Tuesday, August 22, 2006

How the lieutenant skidded the waves....

Good evening and welcome to the world of Mike. I'm very happy to have you drop in and visit, so pull up a chair and order what you want. The drink of the evening of water, but if you want something stronger I'll add lemon. ( :-D ) At any rate, enjoy yourself. The story for this evenings post is about something that I actually witnessed. I can still see it in my minds eye as clearly as if it had just happened. When it occurred I couldn't believe my eyes and still have trouble believing it. This happened in the pacific ocean in the early seventies. (I think) The squadron I was serving in was deployed on a aircraft carrier. On that particular deployment our line officer was Lt. Jones. Let me describe Lt. Jones. He was a gung ho wannbe genius that sadly missed that aspiration. The one most impressed with Lt. Jones was Lt. Jones. Ok, Ok, enough about the star of our tale. Lt. Jones was a pilot on a A7 corsair attack aircraft. When that particular plane was built it cost about three and a half million dollars. Today's cost would be more like thirty million. What made that plane special was the top secret gear it had. (now declassified of course) Being a plane captain I had to be present on the flight deck during launch and recovery. This particular event happened during recovery. (the planes landing on the carrier) The A7 had a two glaring weaknesses, one of which I'll dwell on here. The corsair had very weak nose wheel steering, which is what is used to steer when taxiing. Of course there wasn't that much taxiing done since it was in the air most of the time. On this occasion Lt. Jones had just landed on the flight deck, raised his tailhook and started to taxi out of the way of the next plane landing. As He pushed forward on the throttle to start the plane moving the nose wheel steering jammed in the port (left) position. Since he was already on the very port side of the ship there was only one place he could go. YEP, you guessed it. Right over the side of the ship. We all stood in dumb amazement as the plane headed nose first over the side of the ship and into the depths of the pacific ocean. Now, you're all wondering at this point "what about the pilot", right? I just had an evil thought. How about I just end this story here and let you wonder.

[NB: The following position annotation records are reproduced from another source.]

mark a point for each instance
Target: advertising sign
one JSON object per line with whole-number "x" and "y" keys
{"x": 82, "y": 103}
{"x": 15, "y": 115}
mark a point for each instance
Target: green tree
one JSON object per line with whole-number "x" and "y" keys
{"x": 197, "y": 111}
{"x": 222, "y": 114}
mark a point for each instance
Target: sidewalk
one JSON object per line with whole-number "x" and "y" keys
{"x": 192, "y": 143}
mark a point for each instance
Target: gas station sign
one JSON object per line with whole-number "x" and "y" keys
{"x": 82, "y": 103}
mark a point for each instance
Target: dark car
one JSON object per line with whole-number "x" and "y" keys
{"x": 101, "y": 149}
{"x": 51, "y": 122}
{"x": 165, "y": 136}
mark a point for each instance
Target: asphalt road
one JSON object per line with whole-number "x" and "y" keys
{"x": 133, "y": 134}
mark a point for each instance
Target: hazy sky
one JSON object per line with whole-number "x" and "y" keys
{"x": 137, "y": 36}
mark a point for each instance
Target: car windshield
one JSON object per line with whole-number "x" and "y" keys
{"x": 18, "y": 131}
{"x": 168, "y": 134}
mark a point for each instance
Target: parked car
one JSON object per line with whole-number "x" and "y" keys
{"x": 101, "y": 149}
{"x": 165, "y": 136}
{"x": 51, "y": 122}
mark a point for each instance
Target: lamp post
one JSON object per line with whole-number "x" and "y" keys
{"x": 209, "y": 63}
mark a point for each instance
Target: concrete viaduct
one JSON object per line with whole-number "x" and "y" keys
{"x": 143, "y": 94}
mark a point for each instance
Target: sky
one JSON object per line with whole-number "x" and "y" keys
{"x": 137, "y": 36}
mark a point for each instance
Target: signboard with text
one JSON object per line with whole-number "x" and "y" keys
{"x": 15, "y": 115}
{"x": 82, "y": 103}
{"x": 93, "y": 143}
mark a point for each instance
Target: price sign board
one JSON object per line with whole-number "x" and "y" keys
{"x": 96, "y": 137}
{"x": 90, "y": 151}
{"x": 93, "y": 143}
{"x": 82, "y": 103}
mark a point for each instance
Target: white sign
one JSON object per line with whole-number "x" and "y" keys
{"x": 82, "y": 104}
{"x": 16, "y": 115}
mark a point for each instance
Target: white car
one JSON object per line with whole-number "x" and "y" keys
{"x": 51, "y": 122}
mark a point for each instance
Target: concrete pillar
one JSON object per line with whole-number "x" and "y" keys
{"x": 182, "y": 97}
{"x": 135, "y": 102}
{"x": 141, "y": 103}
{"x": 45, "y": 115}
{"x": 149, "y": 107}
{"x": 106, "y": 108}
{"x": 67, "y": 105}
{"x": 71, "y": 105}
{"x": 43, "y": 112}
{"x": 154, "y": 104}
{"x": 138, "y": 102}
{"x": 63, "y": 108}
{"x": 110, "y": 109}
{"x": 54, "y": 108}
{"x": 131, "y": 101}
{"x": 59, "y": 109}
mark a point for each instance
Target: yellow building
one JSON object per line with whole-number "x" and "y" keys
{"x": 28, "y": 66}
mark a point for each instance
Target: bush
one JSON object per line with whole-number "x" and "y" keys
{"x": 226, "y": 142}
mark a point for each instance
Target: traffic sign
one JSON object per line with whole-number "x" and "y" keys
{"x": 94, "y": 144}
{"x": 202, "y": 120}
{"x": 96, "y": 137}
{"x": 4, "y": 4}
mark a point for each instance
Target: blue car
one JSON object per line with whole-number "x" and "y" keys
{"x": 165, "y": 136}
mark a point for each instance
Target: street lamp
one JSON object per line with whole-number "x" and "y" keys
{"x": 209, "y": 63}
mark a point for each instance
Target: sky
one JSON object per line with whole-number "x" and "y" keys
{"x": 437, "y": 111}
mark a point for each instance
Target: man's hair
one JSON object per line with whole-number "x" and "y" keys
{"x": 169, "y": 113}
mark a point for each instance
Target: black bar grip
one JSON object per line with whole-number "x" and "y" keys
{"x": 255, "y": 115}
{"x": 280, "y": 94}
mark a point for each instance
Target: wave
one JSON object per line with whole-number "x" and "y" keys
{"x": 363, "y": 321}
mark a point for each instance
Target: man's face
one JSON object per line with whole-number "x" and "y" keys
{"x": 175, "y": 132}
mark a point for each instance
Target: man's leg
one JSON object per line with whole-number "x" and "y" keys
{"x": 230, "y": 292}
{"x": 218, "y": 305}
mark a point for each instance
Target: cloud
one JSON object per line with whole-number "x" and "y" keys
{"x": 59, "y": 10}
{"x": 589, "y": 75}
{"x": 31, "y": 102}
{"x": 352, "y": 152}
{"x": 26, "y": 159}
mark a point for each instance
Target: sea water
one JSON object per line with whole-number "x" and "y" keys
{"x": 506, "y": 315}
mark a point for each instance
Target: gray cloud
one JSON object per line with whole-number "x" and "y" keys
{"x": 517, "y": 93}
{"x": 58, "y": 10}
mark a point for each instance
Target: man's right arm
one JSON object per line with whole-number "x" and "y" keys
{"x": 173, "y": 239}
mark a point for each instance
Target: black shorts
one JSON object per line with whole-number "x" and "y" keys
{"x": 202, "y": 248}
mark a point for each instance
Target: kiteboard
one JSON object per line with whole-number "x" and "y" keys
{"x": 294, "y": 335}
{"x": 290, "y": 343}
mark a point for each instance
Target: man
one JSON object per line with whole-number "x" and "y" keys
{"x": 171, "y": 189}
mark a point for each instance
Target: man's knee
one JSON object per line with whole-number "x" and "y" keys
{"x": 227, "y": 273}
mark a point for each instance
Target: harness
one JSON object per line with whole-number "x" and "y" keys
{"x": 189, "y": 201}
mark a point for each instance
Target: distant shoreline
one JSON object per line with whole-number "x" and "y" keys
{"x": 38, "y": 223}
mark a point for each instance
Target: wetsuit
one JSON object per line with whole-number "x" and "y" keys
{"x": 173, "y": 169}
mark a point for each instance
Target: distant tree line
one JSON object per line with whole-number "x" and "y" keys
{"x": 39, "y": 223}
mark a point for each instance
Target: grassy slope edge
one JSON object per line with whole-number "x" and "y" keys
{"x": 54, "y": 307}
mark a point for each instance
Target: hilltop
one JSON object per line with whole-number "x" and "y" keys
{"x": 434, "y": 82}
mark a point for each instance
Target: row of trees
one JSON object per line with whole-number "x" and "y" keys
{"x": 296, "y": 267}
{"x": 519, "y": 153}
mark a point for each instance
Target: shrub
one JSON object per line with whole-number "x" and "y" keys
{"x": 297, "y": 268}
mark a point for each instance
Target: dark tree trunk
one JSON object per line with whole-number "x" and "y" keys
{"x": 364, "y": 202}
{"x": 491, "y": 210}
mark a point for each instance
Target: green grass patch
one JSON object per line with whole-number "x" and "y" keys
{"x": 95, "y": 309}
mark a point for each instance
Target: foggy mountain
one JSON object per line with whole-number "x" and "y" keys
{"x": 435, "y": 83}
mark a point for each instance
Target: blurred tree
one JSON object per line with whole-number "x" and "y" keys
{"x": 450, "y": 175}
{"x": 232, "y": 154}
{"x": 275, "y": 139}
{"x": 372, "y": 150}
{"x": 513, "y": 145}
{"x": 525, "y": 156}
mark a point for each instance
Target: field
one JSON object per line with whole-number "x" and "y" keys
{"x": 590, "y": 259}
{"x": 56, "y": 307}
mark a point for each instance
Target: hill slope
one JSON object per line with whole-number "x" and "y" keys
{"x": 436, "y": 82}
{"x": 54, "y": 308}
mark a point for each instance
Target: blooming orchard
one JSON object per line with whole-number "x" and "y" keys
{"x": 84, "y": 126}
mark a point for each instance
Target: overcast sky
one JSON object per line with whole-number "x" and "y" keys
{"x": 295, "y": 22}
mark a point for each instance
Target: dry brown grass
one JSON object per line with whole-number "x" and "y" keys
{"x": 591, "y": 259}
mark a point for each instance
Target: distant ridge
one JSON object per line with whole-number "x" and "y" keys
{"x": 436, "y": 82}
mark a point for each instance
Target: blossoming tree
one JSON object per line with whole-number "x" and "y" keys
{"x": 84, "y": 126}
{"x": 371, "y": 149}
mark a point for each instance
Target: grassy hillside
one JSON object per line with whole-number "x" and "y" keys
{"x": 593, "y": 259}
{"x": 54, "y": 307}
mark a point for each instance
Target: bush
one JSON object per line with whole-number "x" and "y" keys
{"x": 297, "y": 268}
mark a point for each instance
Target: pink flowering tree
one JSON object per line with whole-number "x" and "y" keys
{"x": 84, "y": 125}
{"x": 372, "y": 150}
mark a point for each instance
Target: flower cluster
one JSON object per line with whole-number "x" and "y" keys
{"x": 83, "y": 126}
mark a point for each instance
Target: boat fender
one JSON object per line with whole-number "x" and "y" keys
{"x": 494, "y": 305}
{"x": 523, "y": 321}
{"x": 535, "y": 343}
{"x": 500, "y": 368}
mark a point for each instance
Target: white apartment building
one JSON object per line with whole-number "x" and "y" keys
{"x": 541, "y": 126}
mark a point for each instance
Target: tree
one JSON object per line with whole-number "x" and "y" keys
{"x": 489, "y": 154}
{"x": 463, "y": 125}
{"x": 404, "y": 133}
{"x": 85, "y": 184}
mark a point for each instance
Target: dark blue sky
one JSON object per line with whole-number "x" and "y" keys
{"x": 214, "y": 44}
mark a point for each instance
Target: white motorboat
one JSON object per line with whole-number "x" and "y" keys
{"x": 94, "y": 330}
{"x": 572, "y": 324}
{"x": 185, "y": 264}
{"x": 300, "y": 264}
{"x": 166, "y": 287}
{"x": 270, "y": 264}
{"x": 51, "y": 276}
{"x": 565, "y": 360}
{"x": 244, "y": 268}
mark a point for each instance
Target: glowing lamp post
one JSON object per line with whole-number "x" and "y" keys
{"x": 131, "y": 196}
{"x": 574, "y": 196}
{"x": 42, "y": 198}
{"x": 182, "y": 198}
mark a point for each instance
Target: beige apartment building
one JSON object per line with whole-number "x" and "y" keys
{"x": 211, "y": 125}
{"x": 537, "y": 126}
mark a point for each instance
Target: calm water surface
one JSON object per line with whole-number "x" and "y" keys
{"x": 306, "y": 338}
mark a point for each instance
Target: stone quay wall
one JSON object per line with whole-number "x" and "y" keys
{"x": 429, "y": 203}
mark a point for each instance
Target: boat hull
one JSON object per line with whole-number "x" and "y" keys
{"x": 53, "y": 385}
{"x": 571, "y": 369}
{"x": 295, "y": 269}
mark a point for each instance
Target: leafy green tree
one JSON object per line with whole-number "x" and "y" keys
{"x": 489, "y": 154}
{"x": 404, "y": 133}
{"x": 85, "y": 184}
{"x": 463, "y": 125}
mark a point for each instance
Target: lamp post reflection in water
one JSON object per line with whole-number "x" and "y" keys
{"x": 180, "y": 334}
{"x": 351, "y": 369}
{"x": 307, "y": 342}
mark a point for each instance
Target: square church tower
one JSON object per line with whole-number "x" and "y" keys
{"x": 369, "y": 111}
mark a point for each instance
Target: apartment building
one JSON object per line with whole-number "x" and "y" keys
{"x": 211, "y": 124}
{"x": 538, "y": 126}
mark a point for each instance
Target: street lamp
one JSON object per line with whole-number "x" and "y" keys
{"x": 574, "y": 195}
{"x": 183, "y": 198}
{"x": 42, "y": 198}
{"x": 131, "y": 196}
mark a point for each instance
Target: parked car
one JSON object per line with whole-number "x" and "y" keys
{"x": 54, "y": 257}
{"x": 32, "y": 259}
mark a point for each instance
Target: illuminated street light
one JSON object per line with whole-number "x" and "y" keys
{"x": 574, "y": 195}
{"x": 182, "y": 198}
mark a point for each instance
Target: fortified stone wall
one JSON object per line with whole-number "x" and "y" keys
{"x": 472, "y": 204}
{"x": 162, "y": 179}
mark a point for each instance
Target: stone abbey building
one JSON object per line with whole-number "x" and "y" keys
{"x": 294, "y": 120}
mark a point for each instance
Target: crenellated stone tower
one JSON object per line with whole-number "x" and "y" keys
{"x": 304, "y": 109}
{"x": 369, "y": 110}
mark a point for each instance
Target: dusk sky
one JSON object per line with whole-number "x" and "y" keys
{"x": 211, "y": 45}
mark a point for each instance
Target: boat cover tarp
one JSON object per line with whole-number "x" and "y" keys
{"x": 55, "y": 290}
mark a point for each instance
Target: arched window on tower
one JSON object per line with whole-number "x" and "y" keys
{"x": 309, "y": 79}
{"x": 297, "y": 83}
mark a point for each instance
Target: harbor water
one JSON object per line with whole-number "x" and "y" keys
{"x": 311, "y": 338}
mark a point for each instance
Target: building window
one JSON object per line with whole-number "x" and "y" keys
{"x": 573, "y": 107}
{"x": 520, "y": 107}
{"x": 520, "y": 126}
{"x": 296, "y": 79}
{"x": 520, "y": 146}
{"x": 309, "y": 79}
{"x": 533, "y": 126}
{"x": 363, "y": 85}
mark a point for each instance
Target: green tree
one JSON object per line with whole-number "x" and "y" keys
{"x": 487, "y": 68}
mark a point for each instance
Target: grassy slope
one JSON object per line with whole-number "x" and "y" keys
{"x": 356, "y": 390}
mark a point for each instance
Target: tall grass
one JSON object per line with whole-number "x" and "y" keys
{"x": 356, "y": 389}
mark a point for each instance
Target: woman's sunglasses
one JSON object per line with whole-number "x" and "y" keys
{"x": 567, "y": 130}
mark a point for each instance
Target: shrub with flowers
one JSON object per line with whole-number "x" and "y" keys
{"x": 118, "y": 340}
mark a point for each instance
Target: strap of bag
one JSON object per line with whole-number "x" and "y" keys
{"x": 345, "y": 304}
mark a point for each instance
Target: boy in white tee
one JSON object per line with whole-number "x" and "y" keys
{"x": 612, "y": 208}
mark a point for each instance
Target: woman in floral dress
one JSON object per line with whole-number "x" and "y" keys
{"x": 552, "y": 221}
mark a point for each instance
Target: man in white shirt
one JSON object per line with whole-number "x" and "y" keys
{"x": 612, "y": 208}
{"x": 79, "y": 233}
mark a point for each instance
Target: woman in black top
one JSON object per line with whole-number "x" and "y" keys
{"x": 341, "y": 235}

( :-D ) Naw...I won't do that. Anyway, Lt. Jones "punched out" or deployed the ejection seat just as the plane was hitting the water and had turned upside down. The position of the plane is what saved his life, but it's also what made this so funny. As the 'rocket' from the ejection seat fired it sent him skidding across the water like a stone skidded on a pond. Imagine hearing the plane hit the water as we watched Lt. Jones skid like a rock across the waves for more than a quarter of a mile. As I remember it I can still see him bouncing off of the waves. It was, I believe, one of the funniest things I can ever recall having seen. We all just stood with mouths open for a few seconds before abruptly erupting into gales of laughter. Our thoughts at the time 'it couldn't have happened to a nicer guy'. The angel, the rescue helicopter which was always in the air during flight operations, headed out to pick him up, and successfully retrieved him from the water no worse for wear. (just very stiff, sore and embarrassed) Needless to say, we weren't allowed to discuss the event in his presence. Needless to say also, we talked about it A LOT when he wasn't around. I'm very pleased to have witnessed that but I'm also glad that he wasn't hurt seriously. .........And so it went.........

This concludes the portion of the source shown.